Luba. — Hélas ! Pourquoi souffrir ?

Nicolas. — C’est comme si la femme qui va être mère demandait : « Pourquoi souffrir ? » Rien ne peut naître sans douleur. La compagne sainte ne devrait pas pleurer au pied de la croix. Elle devrait chanter pour exalter le courage du crucifié. Si tu n’entrevois pas le but que poursuit ton ami, si tu ne crois pas dans la divinité qu’il contemple déjà, du moins, crois-en lui-même, et tu finiras peut-être par croire à son désir.

Luba. — J’ai peur ! J’ai peur !

Nicolas. — Mais nous n’en sommes point là, ma petite Luba ; Boris sera très sage.

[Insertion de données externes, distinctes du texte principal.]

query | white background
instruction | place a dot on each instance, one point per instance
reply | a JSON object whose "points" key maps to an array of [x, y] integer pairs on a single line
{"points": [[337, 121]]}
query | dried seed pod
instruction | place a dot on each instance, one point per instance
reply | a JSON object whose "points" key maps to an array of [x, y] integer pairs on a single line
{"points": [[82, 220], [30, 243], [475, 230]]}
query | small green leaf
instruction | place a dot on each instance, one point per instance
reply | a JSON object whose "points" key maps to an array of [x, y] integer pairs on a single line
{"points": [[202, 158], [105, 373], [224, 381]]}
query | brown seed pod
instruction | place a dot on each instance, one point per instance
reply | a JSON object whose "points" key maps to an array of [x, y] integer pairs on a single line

(Le pope frappe à l’extérieur.)

Nicolas. — Entrez.

Luba. — Ah ! c’est vous, mon père ?

Le Pope. — Je ne mérite plus ce nom pour ainsi dire…

Nicolas. — Comment ?

Le Pope. — On m’a dit que je pourrais causer un instant avec vous… je tenais à vous expliquer…

Nicolas. — Veux-tu nous laisser, Luba ?

Le Pope. — Non ! non ! Je peux m’expliquer devant tout le monde. Je veux… Je m’en vais… Je me rends chez l’archevêque pour lui présenter ma démission…

Nicolas. — Vous en avez donc fini ?

Le Pope. — Je n’en puis plus !

Luba. — Dites-moi… Répondez-moi franchement… Est-ce la parole de mon père qui vous a conduit ?…

Le Pope. — Non ! non ! Ce n’est pas lui qui m’a poussé : c’est le Christ. Notre religion, voyez-vous, est trop loin du Christ. Alors, quand on a compris cela, on ne peut continuer, confesser, donner la communion… C’est impossible.